« Accorder des autorisations temporaires de mise sur le marché est une question d’équité »
Pourquoi prônez-vous l’accès précoce au médicament ? Quels sont les enjeux ?
La médecine est de plus en plus personnalisée. En tant que médecin et présidente du groupe d’étude Cancer, je constate que les traitements spécifiques se généralisent en cancérologie, et pour soigner d’autres pathologies. Ces médicaments doivent être administrés rapidement, car c’est la survie du patient qui est en jeu. Or, les procédures de mise sur le marché dans notre pays sont trop longues. Un patient dont le pronostic vital est engagé ne peut pas s’entendre dire qu’il ne peut pas recevoir un traitement du fait des délais de procédure administrative.
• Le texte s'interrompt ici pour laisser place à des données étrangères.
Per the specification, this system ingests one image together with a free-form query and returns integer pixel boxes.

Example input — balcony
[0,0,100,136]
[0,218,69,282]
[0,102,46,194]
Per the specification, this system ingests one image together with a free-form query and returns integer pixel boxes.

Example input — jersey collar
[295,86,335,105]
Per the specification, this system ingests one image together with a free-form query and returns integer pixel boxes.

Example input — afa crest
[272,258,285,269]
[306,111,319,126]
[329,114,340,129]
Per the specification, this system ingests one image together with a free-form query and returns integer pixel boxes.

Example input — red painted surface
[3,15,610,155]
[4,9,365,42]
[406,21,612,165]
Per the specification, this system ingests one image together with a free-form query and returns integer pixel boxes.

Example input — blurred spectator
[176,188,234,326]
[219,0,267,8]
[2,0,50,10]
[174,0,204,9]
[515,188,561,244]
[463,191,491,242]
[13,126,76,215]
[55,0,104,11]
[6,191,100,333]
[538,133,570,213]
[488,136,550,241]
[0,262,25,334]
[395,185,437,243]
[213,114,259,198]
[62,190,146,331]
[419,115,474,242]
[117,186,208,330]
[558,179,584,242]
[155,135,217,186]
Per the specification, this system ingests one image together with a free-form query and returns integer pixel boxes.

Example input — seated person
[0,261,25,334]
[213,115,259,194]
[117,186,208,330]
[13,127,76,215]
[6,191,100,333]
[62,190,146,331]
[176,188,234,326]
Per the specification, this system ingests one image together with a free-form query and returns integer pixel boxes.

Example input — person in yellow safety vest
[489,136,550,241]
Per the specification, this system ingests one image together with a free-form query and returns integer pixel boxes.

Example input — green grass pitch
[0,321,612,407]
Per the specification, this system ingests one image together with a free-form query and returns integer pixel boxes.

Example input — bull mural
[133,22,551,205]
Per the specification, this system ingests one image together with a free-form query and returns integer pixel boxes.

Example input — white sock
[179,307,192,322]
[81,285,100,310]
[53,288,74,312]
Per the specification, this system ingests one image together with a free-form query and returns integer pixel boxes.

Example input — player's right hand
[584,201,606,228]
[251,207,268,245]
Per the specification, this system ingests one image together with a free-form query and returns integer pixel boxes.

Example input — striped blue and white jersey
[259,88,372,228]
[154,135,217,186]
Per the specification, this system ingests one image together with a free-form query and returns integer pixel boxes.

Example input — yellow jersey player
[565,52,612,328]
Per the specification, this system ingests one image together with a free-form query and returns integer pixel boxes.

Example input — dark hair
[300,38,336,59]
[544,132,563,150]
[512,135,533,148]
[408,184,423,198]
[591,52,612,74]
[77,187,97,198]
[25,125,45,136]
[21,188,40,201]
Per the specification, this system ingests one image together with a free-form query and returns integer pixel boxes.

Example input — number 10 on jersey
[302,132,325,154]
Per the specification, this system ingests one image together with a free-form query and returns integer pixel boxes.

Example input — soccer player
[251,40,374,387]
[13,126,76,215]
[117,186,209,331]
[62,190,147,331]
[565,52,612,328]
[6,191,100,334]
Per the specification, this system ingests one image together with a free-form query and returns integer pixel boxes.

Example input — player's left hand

Accorder des autorisations temporaires de mise sur le marché est une question d’équité pour les patients. Des autorisations temporaires pourraient également faciliter la réalisation d’essais cliniques précoces. Actuellement, face à la lourdeur de la procédure administrative – qui nécessite les accords de l’ANSM et du Comité de protection des personnes – les laboratoires choisissent de faire les essais ailleurs qu’en France. Notre pays risque ainsi de manquer le train de l’innovation.
Quelles réformes législatives faut-il envisager pour y parvenir ?
Nous avons présenté au Sénat en juin 2018 un rapport qui explore les solutions pour consolider l’accès précoce au médicament en France. Les industriels, les soignants et les chercheurs que nous avons interrogés s’accordent à constater un décrochage de la France. L’une des raisons est l’impossibilité d’étendre les AMM à des pathologies connexes. Ainsi, un laboratoire ayant reçu une AMM pour un médicament traitant le cancer des poumons ne peut pas étendre cette autorisation au traitement d’autres cancers. Or, les délais de procédure dans le cadre d’une demande d’AMM dépassent 500 jours en France, alors qu’ils n’excèdent pas quelques semaines en Allemagne. La procédure française – qui mobilise la Haute Autorité de santé pour valider la dimension innovante du médicament, puis le Comité d’évaluation des produits de santé pour fixer son prix – doit être réformée. L’innovation nécessite un cadre législatif spécifique, tout en respectant les exigences budgétaires de la Sécurité sociale.
La notion de valeur thérapeutique relative doit être expérimentée
Pour cela, la notion de valeur thérapeutique relative doit être expérimentée. Quand un produit de santé est autorisé au niveau européen pour un prix donné, il pourrait être prescrit en France sous ces conditions tarifaires, avec une évaluation in situ de son efficacité : si les résultats s’avèrent inférieurs aux attentes, son prix est alors revu à la baisse. L’Allemagne pratique déjà ce système.
Comment replacer l’éthique de santé publique au coeur de la chaîne du médicament ?
Le Comité de protection des personnes y veille – et à mon sens, il conviendrait d’ajouter le terme « éthique » dans son nom. Etablir sa composition par tirage au sort, pourquoi pas, mais parmi des personnes qui connaissent le sujet. Par ailleurs, la transparence est un gage d’éthique. Une piste peut être d’obliger les laboratoires à communiquer le montant de fonds publics qu’ils perçoivent, comme proposé par l’amendement Véran (NDLR : adopté dans le PLFSS 2020, il a été censuré par le Conseil constitutionnel). Le bon équilibre entre transparence et respect du secret des affaires reste à trouver.